The pathogenesis of lymphoma in patients with RA treated with methotrexate may be similar to patients receiving cyclosporine after organ transplantation. In the latter situation, emergence of a lymphoproliferative disorder is associated with an Epstein-Barr virus infection and completely regresses when immunosuppressive therapy is reduced or stopped.28–
Most lymphomas have a B-cell phenotype with either serologic evidence of active Epstein-Barr virus infection or detection of Epstein-Barr virus-specific nucleic acid sequences in biopsy specimens.29–
This process has led to the hypothesis that Epstein-Barr virus induces B lymphoproliferation with an initial reversible polyclonal stage.
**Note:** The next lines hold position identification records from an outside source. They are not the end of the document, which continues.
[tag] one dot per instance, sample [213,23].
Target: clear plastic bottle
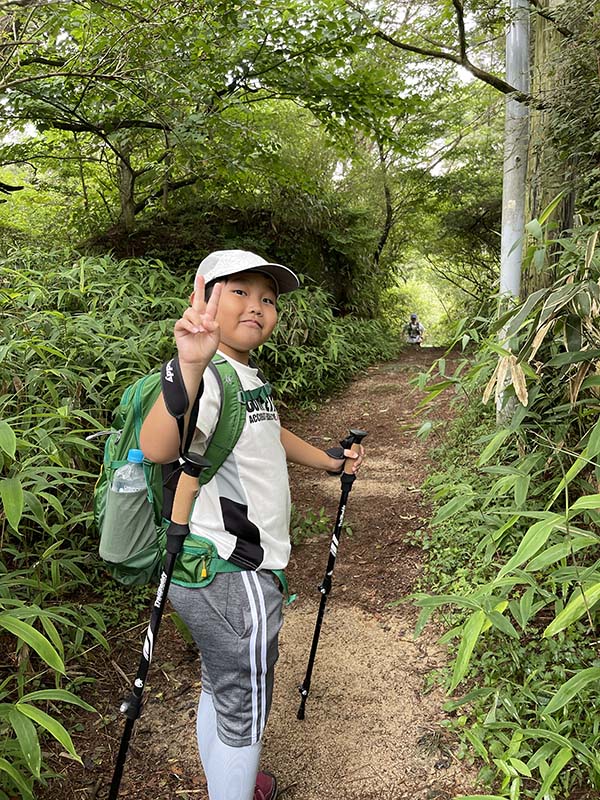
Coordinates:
[130,477]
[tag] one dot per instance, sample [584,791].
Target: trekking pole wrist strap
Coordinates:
[336,452]
[175,396]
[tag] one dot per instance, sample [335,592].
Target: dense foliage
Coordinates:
[515,545]
[76,331]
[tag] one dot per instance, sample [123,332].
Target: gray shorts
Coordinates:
[235,622]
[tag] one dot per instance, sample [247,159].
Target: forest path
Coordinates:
[372,729]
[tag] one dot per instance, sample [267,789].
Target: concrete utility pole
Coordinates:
[515,150]
[516,144]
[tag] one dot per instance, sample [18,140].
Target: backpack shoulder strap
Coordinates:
[232,416]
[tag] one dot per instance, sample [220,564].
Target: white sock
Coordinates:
[230,771]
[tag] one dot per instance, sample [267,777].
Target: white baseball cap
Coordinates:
[222,263]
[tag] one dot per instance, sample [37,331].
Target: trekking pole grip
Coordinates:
[187,487]
[352,442]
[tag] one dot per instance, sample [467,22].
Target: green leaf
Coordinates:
[593,445]
[535,229]
[560,760]
[452,507]
[493,446]
[28,740]
[35,640]
[477,744]
[57,694]
[500,622]
[580,602]
[470,635]
[8,440]
[547,212]
[480,797]
[572,687]
[11,494]
[560,551]
[536,537]
[520,766]
[521,489]
[17,779]
[53,726]
[585,502]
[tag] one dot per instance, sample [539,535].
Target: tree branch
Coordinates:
[170,186]
[542,11]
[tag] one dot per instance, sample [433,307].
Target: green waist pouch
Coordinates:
[199,562]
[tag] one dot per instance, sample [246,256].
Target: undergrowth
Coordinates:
[514,546]
[75,332]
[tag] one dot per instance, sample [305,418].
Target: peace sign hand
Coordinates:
[197,333]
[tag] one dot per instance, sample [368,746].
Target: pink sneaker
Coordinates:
[266,786]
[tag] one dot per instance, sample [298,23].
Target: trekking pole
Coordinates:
[185,494]
[352,441]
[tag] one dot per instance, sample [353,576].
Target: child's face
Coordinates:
[247,313]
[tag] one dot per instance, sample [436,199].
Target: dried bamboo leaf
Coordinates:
[591,246]
[490,386]
[518,380]
[539,338]
[575,383]
[503,365]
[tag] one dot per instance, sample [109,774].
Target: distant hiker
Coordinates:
[243,511]
[414,331]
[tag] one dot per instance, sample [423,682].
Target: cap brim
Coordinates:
[285,279]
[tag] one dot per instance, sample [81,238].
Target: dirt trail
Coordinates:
[371,731]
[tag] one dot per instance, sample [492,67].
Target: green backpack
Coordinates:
[132,526]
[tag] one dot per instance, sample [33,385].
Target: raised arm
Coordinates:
[197,338]
[300,452]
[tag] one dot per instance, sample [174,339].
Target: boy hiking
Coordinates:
[414,330]
[243,510]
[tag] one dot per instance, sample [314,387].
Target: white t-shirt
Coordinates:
[245,508]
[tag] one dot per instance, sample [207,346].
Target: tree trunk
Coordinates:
[548,172]
[126,193]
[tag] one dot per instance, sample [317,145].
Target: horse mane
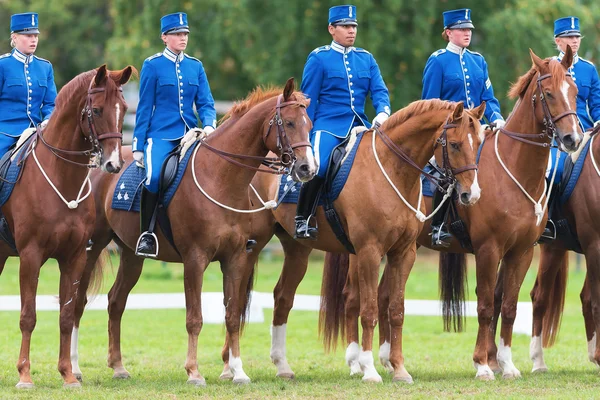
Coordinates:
[557,73]
[257,96]
[416,108]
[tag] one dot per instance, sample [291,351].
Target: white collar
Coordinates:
[25,59]
[575,58]
[339,48]
[172,56]
[452,48]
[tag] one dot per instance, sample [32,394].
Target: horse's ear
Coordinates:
[538,62]
[289,89]
[100,75]
[458,110]
[477,112]
[567,60]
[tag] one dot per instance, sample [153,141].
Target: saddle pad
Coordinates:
[10,172]
[127,193]
[575,173]
[336,188]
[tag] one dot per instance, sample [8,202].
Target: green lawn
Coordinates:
[154,348]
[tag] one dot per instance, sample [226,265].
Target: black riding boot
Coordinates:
[309,194]
[147,245]
[440,237]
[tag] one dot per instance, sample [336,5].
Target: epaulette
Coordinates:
[475,53]
[154,56]
[42,59]
[190,57]
[322,48]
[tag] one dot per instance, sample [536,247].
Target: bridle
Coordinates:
[90,135]
[448,172]
[282,164]
[550,131]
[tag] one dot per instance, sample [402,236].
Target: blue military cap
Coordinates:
[567,26]
[26,23]
[458,19]
[343,15]
[174,23]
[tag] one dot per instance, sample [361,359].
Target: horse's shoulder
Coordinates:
[191,58]
[320,49]
[42,59]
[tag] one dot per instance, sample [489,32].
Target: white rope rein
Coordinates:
[73,204]
[266,205]
[538,208]
[420,216]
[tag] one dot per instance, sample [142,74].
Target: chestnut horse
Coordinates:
[548,293]
[84,130]
[376,220]
[505,225]
[204,231]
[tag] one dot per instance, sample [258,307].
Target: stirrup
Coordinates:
[137,246]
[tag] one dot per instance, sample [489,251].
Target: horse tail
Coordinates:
[453,280]
[556,303]
[248,297]
[332,321]
[97,273]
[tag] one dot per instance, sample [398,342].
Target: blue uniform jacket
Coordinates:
[170,85]
[337,80]
[457,74]
[27,92]
[585,75]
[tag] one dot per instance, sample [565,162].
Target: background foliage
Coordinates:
[244,43]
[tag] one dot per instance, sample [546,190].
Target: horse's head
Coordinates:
[102,117]
[289,139]
[456,150]
[555,100]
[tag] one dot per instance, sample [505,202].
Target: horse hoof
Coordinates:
[403,379]
[241,381]
[286,375]
[196,381]
[25,385]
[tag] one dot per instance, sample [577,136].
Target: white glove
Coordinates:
[138,156]
[380,118]
[499,123]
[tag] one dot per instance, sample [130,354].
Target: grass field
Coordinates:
[154,348]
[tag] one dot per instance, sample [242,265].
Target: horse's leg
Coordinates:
[194,265]
[294,267]
[71,270]
[588,319]
[550,262]
[29,272]
[92,256]
[351,296]
[368,259]
[384,321]
[486,266]
[130,269]
[516,267]
[400,264]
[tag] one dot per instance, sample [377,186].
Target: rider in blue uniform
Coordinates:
[585,76]
[27,89]
[458,74]
[171,84]
[337,78]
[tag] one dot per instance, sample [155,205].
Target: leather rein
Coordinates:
[287,158]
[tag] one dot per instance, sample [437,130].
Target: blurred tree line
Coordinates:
[244,43]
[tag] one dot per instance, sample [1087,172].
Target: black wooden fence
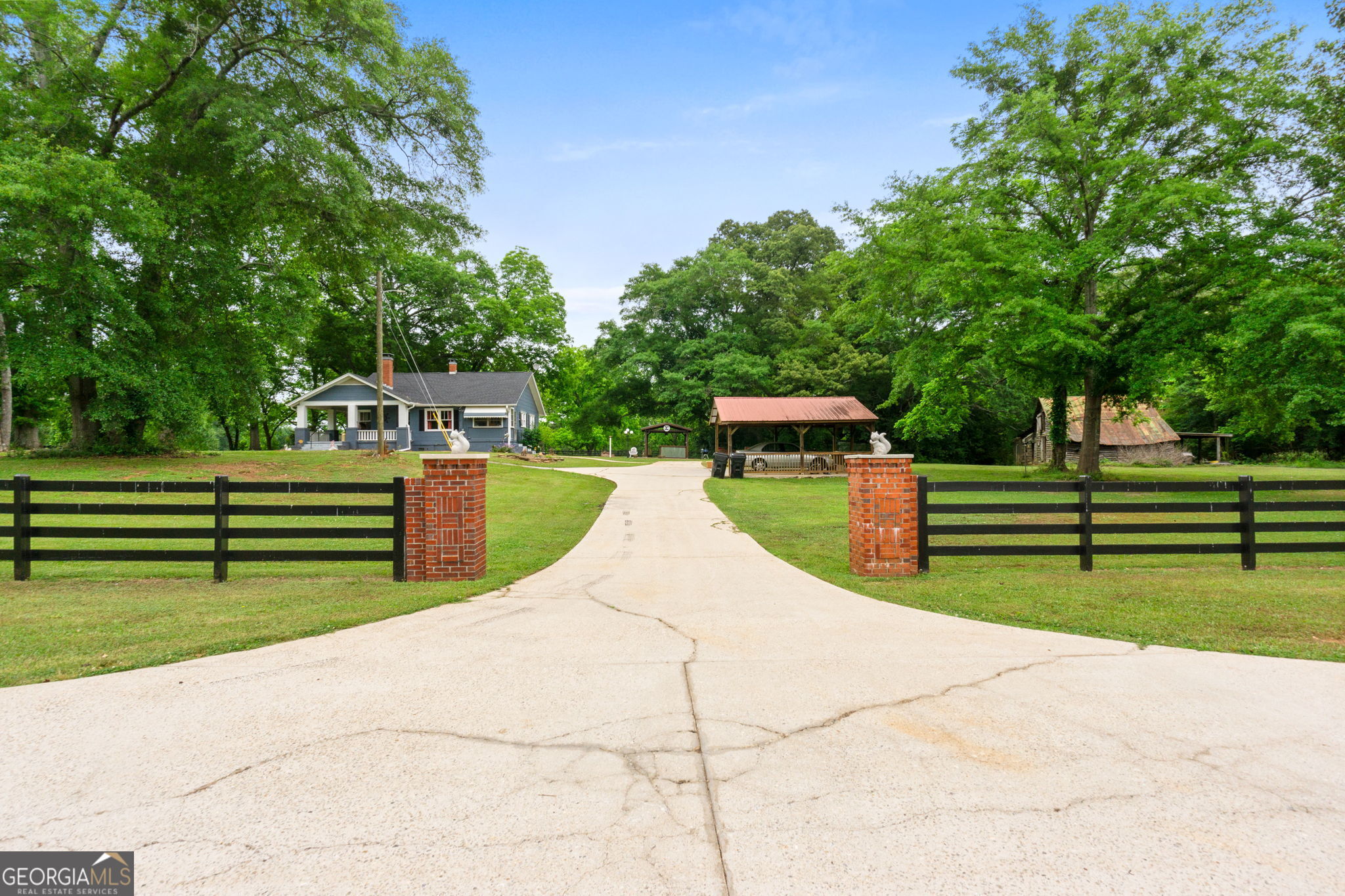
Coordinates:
[1242,501]
[219,534]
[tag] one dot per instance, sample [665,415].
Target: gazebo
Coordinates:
[838,414]
[667,427]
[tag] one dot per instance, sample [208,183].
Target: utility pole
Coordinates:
[378,350]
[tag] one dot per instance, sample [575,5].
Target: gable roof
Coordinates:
[837,409]
[464,387]
[1142,426]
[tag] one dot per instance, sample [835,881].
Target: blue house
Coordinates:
[418,410]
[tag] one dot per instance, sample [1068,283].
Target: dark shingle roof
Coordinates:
[464,387]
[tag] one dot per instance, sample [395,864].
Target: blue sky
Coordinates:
[623,133]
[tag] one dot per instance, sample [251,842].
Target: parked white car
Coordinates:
[782,456]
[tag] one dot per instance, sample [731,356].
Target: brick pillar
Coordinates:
[883,515]
[445,519]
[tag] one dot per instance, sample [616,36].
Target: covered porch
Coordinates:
[350,426]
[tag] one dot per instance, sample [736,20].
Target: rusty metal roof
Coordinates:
[834,409]
[1142,426]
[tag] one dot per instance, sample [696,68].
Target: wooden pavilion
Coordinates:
[654,429]
[843,414]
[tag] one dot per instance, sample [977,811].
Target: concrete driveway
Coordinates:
[671,710]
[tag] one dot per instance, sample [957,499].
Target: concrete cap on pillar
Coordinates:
[881,457]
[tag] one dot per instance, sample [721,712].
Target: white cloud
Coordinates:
[583,152]
[767,101]
[822,33]
[946,121]
[573,152]
[590,297]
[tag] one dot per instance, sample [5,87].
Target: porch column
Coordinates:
[300,425]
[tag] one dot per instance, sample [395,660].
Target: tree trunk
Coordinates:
[1059,427]
[6,391]
[231,435]
[1090,459]
[84,429]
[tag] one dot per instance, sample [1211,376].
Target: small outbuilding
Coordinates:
[841,416]
[669,429]
[1139,436]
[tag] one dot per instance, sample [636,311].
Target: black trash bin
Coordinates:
[721,463]
[736,463]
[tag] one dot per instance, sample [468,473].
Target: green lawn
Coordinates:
[85,618]
[1293,606]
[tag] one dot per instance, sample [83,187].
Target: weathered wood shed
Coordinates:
[1139,436]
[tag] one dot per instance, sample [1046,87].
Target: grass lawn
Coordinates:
[76,620]
[1293,606]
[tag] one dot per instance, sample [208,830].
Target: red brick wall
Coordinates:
[883,515]
[445,521]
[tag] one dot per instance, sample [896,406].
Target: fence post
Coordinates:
[1086,524]
[1247,516]
[399,528]
[221,528]
[22,540]
[921,524]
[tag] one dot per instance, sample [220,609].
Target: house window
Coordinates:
[439,419]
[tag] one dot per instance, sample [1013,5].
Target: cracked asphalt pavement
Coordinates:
[671,710]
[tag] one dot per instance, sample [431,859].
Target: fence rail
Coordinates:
[1086,508]
[222,512]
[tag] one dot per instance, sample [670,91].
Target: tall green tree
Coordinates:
[1122,188]
[164,156]
[747,314]
[450,307]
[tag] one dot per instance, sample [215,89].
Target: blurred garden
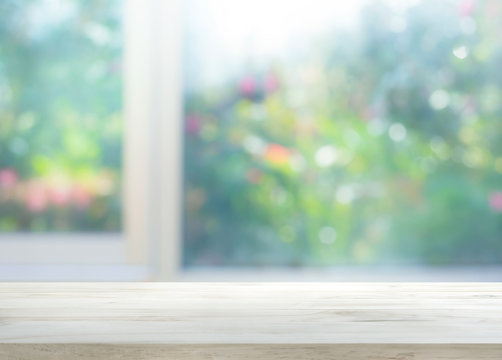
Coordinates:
[378,145]
[60,115]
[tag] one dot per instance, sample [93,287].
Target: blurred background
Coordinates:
[316,134]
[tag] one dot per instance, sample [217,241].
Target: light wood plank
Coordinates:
[251,320]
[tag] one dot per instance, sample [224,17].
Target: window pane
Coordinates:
[327,132]
[60,115]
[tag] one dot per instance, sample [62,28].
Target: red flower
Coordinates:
[270,83]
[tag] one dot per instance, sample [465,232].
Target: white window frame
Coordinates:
[152,170]
[149,248]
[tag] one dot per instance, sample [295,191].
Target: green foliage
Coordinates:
[384,146]
[60,115]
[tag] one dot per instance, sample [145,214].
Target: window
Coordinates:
[330,133]
[62,139]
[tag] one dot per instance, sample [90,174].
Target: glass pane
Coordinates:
[60,115]
[330,133]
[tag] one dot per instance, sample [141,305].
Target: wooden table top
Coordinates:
[251,313]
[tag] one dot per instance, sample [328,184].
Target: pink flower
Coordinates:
[8,177]
[495,199]
[81,196]
[36,197]
[270,83]
[247,86]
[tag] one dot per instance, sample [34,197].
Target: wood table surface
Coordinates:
[250,321]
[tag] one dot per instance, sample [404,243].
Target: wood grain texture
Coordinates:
[251,320]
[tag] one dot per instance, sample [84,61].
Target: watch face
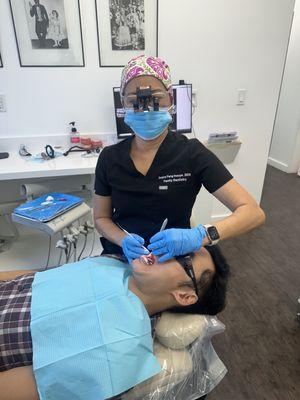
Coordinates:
[213,233]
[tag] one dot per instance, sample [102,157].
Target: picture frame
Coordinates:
[126,29]
[48,33]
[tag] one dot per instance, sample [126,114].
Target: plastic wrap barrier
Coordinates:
[190,366]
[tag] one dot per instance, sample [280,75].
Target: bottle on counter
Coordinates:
[74,134]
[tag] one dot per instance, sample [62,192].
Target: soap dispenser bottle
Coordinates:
[75,137]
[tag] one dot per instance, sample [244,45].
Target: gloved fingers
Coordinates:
[158,236]
[136,252]
[157,245]
[160,251]
[138,238]
[165,257]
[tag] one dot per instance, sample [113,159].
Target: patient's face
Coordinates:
[161,277]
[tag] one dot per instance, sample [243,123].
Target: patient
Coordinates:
[195,284]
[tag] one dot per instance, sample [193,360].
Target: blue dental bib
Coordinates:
[91,336]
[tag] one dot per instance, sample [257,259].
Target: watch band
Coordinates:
[212,240]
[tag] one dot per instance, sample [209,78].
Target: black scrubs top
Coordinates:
[169,189]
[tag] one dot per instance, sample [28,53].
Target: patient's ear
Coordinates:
[184,297]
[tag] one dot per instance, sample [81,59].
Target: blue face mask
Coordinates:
[148,125]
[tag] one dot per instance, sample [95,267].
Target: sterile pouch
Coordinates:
[190,366]
[48,206]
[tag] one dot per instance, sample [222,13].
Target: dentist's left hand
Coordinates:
[133,247]
[176,242]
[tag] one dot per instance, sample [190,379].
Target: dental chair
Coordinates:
[190,366]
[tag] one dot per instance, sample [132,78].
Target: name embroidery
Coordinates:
[175,178]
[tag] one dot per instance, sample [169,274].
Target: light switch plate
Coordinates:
[2,103]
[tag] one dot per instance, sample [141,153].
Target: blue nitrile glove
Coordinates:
[133,247]
[176,242]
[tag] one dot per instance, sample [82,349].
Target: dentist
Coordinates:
[157,174]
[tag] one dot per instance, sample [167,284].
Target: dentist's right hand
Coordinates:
[133,247]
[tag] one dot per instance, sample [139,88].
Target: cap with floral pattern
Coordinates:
[146,65]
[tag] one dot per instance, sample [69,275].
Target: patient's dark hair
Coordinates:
[211,286]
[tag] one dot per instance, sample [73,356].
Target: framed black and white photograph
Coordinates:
[126,28]
[48,32]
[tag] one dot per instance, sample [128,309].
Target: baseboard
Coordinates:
[278,164]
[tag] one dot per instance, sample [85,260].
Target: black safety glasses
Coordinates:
[187,265]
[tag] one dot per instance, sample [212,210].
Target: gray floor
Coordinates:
[261,346]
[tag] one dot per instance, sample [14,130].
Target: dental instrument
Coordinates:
[164,224]
[127,233]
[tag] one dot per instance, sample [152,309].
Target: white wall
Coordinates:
[219,46]
[285,148]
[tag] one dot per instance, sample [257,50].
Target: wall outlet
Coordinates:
[2,103]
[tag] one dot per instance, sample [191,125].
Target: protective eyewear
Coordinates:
[153,102]
[187,265]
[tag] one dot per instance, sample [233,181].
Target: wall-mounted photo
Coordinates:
[126,28]
[48,32]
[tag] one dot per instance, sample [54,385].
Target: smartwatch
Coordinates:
[212,234]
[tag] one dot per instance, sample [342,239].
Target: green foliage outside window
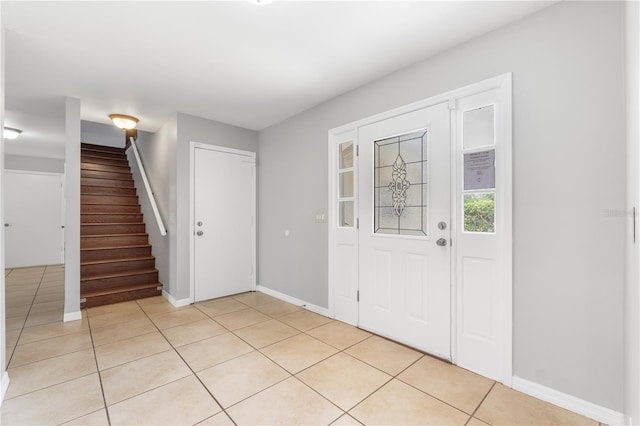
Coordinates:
[479,213]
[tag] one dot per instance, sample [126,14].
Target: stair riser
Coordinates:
[101,148]
[106,229]
[114,253]
[119,297]
[105,168]
[110,183]
[97,208]
[108,199]
[103,154]
[115,241]
[104,175]
[88,286]
[86,158]
[110,218]
[101,190]
[87,271]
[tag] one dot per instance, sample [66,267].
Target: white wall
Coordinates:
[157,152]
[72,211]
[569,182]
[4,378]
[33,164]
[166,158]
[632,282]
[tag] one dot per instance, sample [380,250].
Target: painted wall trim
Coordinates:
[177,303]
[72,316]
[4,385]
[561,399]
[285,298]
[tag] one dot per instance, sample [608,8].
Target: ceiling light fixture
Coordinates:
[11,133]
[125,122]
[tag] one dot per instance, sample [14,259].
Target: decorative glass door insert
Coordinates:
[400,184]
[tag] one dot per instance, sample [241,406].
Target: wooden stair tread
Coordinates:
[109,223]
[122,259]
[115,247]
[122,289]
[121,266]
[119,274]
[113,235]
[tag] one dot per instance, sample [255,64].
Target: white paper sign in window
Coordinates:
[480,170]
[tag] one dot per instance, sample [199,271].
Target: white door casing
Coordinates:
[481,262]
[343,154]
[223,222]
[405,279]
[33,218]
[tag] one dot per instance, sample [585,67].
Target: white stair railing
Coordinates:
[152,199]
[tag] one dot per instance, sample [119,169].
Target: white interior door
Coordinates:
[33,219]
[404,238]
[224,206]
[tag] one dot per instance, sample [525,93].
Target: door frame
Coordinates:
[192,224]
[337,135]
[62,201]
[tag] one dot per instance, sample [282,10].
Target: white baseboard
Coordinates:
[294,301]
[72,316]
[177,303]
[4,385]
[577,405]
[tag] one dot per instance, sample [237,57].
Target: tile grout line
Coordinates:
[35,293]
[95,360]
[188,366]
[482,401]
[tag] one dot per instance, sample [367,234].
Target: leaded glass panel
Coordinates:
[400,184]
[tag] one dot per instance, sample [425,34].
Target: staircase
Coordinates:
[116,264]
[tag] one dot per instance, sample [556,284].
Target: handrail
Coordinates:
[152,200]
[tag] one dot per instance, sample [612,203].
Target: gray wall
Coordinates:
[102,134]
[195,129]
[632,290]
[72,210]
[157,152]
[569,176]
[34,164]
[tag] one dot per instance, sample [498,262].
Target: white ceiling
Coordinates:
[232,61]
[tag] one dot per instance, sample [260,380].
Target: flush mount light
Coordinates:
[11,133]
[125,122]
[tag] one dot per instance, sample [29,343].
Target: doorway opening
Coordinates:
[420,226]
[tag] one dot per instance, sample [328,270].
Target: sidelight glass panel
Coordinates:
[478,127]
[346,214]
[346,184]
[479,212]
[400,184]
[345,153]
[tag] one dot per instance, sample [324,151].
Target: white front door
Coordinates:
[224,206]
[404,236]
[33,219]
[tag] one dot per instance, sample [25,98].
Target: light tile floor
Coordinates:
[246,359]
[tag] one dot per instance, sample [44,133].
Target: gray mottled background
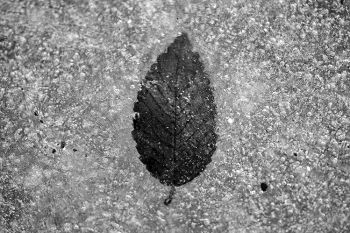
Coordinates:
[69,75]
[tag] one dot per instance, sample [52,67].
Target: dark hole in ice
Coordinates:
[263,186]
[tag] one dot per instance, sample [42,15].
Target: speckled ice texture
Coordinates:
[69,76]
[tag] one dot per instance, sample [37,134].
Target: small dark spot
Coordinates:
[263,186]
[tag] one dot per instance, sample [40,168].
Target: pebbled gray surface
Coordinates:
[70,72]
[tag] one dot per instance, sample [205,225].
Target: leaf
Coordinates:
[174,124]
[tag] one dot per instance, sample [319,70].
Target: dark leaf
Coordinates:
[174,127]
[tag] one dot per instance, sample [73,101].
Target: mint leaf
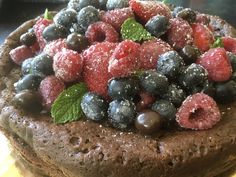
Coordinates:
[218,43]
[66,107]
[134,31]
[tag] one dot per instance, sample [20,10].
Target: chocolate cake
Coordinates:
[87,149]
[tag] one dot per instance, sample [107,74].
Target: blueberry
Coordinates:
[117,4]
[42,64]
[87,16]
[195,75]
[121,113]
[65,18]
[77,42]
[94,107]
[226,92]
[28,82]
[157,25]
[170,64]
[126,88]
[28,38]
[153,82]
[187,14]
[53,32]
[175,95]
[166,109]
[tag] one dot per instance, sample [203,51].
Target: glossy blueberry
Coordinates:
[153,82]
[94,107]
[126,88]
[170,64]
[121,113]
[157,25]
[87,16]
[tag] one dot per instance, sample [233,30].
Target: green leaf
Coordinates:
[134,31]
[66,107]
[218,43]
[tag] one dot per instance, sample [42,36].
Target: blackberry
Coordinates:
[121,113]
[157,25]
[94,107]
[170,64]
[126,88]
[153,82]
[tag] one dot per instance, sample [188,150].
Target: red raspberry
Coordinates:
[95,73]
[117,17]
[198,112]
[125,59]
[180,33]
[230,44]
[49,89]
[203,38]
[148,9]
[39,26]
[20,54]
[217,63]
[67,65]
[101,32]
[55,46]
[150,52]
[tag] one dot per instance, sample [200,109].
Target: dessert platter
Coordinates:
[121,88]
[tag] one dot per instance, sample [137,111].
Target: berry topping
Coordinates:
[101,32]
[94,107]
[148,122]
[125,59]
[67,65]
[198,112]
[217,63]
[180,33]
[121,113]
[49,89]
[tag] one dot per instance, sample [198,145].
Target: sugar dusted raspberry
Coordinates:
[198,112]
[67,65]
[20,54]
[180,33]
[150,52]
[125,59]
[101,32]
[217,64]
[49,89]
[95,73]
[55,46]
[117,17]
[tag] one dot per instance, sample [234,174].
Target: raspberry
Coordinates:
[101,32]
[180,33]
[55,46]
[20,54]
[67,65]
[95,73]
[125,59]
[117,17]
[230,44]
[202,37]
[217,64]
[39,26]
[148,9]
[150,52]
[49,89]
[198,112]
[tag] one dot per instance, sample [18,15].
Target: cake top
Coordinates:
[126,64]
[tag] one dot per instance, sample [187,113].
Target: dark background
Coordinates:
[15,12]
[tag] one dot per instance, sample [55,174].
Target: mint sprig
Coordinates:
[134,31]
[66,107]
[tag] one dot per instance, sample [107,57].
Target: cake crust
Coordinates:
[87,149]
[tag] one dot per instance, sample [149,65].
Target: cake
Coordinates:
[86,149]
Although there is no consensus, this observation would suggest that the increased risk of acquiring a lymphoproliferative disorder is linked to the interplay between Epstein-Barr virus infection, immunosuppression, and an autoimmune disease, such as RA. Kamel et al30
showed that Epstein-Barr virus-associated lymphoproliferative disorder represents only a small fraction of all non-Hodgkin lymphoma in the general RA patient population. Based on this study, there was no significant difference identified between non-Hodgkin lymphoma in the RA case group and the control group without RA with respect to any variables. The test for Epstein-Barr virus was positive in only 2% of cases and 2% of control groups.30
Nevertheless, it should be noted that only 3 of the 42 patients in the case group received methotrexate. Thus, the role of methotrexate in developing lymphoproliferative disorder in patients with RA and with Epstein-Barr virus infection cannot be totally disregarded. A large case-control study to prove the association between lymphoma, methotrexate, RA, and Epstein-Barr virus infection is still needed to answer this question.